На этаж Воспоминаний нужно было подняться на лифте. Лифт вызывался набором цифрового кода на кнопочной консоли.
— Так население не разбредается, — объяснила Линдси. Что ж, и это в соответствии со стилем учреждения — целесообразно и правильно, хоть и мороз по коже.
Этаж Воспоминаний оказался комфортным, хорошо оборудованным, полностью укомплектованным персоналом — и ужасающим. Некоторые его жильцы выглядели довольно бодро, но большинство вяло сидели по инвалидным креслам, напоминая собой увядающие цветы. Некоторые стояли или пытались идти куда-то, другие что-то бормотали себе под нос, но взгляд у всех был характерный — застывший, словно они высматривали что-то далеко впереди.
Дряхлая, лет под девяносто, старуха, бренча ключами, прошаркала к лифту.
— Куда вы, Сесил? — позвала ее Линдси.
Старуха обернулась:
— Забрать Денни из школы. Он меня уже ждет.
— Все нормально. Занятия закончатся только через два часа.
— Вы уверены?
— Конечно. Давайте сперва скушайте ленч, а потом заберете Денни.
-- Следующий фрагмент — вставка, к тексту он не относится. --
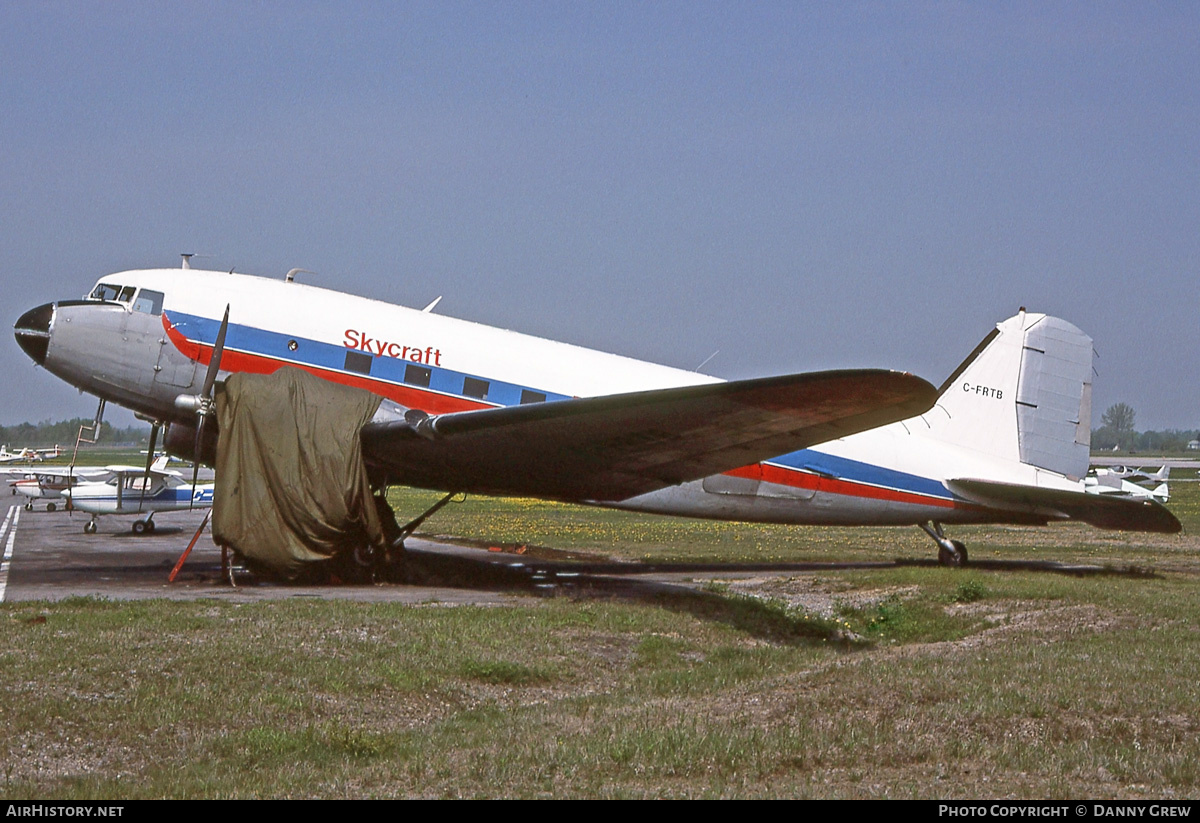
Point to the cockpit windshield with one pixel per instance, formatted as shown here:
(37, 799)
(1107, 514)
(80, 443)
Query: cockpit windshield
(105, 292)
(148, 300)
— У него сегодня фортепиано.
— Я знаю.
Медсестра подошла и увела Сесил. Линдси проводила их взглядом.
— Для пациентов с прогрессирующим Альцгеймером мы применяем валидационную терапию.
— Как это?
— Не спорим с ними, не пытаемся заставить их осознать реальность. Я, например, не говорю Сесил, что ее Денни уже за шестьдесят, он работает в банке и нянчится с тремя внуками. Мы просто стараемся на что-то переключать их.
Они прошли по коридору — в смысле «кварталу», заставленному большими, в натуральную величину, куклами-детками. Здесь же нашел себе место пеленальный стол с плюшевыми медведями.
— Детский квартал.
— Они играют в куклы?! — не удержалась Грейс.
— Только те, у кого больше сохранилась личность. Это помогает им подготовиться к визитам праправнуков.
— А остальные?
— Некоторые думают, что они — молодые мамы. Куклы помогают их успокоить.
Невольно — а может, и намеренно — они ускорили шаг. Через несколько секунд Линдси повысила голос:
— Бобби!
Бобби Додд поднялся из-за карточного стола. Первое определение, просящееся на язык, если посмотреть на Додда-старшего, — франт. Щеголь. Додд выглядел энергичным и свежим, с очень черной кожей и рельефными, как у аллигатора, морщинами. Твидовый пиджак, двухцветные мокасины, алый аскотский галстук и в нагрудном кармане такой же платок. Седые волосы коротко подстрижены и гладко причесаны.
Приподнято-галантное настроение Додда не изменилось, даже когда Грейс объяснила, что приехала поговорить о его покойном сыне. Она ожидала проявлений сдерживаемого горя — повлажневших глаз, дрогнувшего голоса, но ничего подобного не увидела. Пусть это смелое обобщение, но престарелые менее болезненно воспринимают смерть или крупные трагедии. Старики способны разволноваться от пустяков вроде дорожных пробок, очередей в аэропорту, плохого обслуживания, но драматические события от них просто отскакивают. Что за странный эгоизм развивается с возрастом? Связано ли это с приближением к неизбежному, когда в преклонном возрасте люди начинают блокировать беды или отмахиваться от настоящих несчастий? Может, старческая хрупкость не в силах устоять перед ударами судьбы, отсюда этот защитный механизм, инстинкт выживания, безразличие?